What about the metrics
The valuation of the company, the report said, is only the fifth-most cited factor for deal decision-making. Interestingly, the report points out that traditional financial models aren’t followed by VCs.
“While CFOs of large companies generally use discounted cash flow (DCF) analysis to evaluate investment opportunities, few VCs use DCF or other standard financial-analysis techniques to assess deals. Instead, by far the most commonly used metric is cash-on-cash return or, equivalently, multiple of invested capital—simply the cash returned from the investment as a multiple of the cash invested,” said the report.
The next metric commonly used is the annualised internal rate of return (IRR) a deal generates. The report explained that none of the VCs also adjusted their target returns for systematic or market risk — grail in most MBA books, and practised by corporate decision-makers.
“Strikingly, nine percent of the respondents in our survey did not use any quantitative deal-evaluation metric. Consistent with this, 20 percent of all VCs and 31 percent of early-stage VCs reported that they do not forecast company financials at all when they make an investment,” said the report.
The most successful M&As and IPOs are the real drivers of VC returns. A successful exit has the potential to generate a 100-fold return.
“Because exits vary so much, VCs focus on finding companies that have the potential for big exits rather than on estimating near-term cash flows. As JP Gan of INCE Capital explained to us, “Successful VC deals take a long time to develop, mature, and exit. We very much focus on potential return multiple rather than on NPV or IRR at the time of investment. IRR is only calculated after there is an exit for our limited partners,” the report quoted as saying.

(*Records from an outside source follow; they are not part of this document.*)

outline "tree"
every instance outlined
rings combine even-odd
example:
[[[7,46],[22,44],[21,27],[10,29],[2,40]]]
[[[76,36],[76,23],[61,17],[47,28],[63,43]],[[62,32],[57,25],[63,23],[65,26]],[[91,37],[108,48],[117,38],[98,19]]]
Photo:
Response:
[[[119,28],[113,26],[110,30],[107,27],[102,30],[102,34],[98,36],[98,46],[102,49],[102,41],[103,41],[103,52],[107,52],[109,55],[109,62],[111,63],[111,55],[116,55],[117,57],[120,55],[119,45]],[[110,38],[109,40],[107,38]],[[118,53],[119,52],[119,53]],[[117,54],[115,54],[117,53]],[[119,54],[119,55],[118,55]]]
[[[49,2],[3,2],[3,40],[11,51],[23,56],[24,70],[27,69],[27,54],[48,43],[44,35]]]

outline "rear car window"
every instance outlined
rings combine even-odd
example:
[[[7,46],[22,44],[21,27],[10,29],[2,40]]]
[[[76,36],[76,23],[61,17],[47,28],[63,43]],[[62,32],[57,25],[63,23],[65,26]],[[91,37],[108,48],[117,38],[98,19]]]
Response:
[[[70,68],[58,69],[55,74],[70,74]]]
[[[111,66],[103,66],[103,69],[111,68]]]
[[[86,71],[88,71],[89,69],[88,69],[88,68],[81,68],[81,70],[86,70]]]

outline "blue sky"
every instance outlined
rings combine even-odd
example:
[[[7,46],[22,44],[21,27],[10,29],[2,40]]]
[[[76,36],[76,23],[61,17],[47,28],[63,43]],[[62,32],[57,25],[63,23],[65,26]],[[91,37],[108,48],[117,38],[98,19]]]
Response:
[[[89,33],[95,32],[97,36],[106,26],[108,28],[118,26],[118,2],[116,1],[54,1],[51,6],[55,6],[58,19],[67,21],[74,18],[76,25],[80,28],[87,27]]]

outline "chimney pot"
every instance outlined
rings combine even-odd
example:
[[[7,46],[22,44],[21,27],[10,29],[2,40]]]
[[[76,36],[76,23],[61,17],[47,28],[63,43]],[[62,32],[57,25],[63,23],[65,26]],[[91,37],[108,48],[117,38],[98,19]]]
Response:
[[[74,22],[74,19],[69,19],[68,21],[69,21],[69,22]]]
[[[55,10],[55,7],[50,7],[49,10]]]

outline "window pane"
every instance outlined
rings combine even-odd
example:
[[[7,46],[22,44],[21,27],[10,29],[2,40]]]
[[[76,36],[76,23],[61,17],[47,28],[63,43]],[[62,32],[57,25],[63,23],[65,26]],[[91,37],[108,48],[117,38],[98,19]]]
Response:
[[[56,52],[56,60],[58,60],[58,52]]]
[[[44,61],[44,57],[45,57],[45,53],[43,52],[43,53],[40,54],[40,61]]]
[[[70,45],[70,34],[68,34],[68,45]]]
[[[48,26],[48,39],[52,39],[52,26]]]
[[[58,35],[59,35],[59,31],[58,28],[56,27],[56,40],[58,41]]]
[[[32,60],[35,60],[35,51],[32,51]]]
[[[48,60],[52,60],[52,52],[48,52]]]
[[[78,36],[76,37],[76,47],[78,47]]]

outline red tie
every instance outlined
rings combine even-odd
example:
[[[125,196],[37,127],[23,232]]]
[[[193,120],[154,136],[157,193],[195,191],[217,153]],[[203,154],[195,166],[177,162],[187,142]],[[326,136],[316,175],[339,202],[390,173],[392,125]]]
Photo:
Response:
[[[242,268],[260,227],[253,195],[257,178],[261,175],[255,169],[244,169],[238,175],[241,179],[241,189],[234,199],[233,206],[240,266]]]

What are VCs flexible about in the term sheet?
It is an established fact that term sheets are designed in a way to ensure that the entrepreneur and the startup does well, and if not, the investors take control
The report added – “Prior studies of VC investment terms show that VCs accomplish that through the careful allocation of cash flow rights (the financial upside that gives founders incentives to perform), control rights (the board and voting rights that allow VCs to intervene if needed), liquidation rights (the distribution of the payoff if the company flounders and has to be sold), and employment terms, particularly vesting (which gives entrepreneurs incentives both to perform and to stay at the company).”
The deals are made in a way that entrepreneurs who hit milestones retain control of their companies and for those who miss, VCs bring in new management or a change in direction, but that decision is, again, based on different factors.
“The VCs indicated that they were relatively inflexible on pro-rata investment rights, liquidation preferences, and anti-dilution rights (which protect their potential economic upside) as well as on the vesting of the founders’ equity, the company’s valuation, and board control (which is often seen as the most important control mechanism). As one VC put it, pro-rata rights, which allow VCs to acquire an additional stake in a company, were paramount because “the biggest source of our returns is our ability to double down on our winners,” the report stated.
On the other hand, they are more flexible when it comes to the option pool, amount of investment, redemption rights, dividends, participation rights, etc. These tend to have a smaller effect on the potential returns of the VCs, and are more negotiable.
Once a deal is made, most VCs end up being actively involved in advising their portfolio companies. The report found that VCs interact with 60 percent of their portfolio companies at least once a week, and multiple times a week for 28 percent of the companies.
These include connection to other investors – close to 72 percent, hiring board members – 58 percent, hiring employees – 46 percent, and strategic guidance – 87 percent. The success or failure of these, according to VCs, are determined by the management team.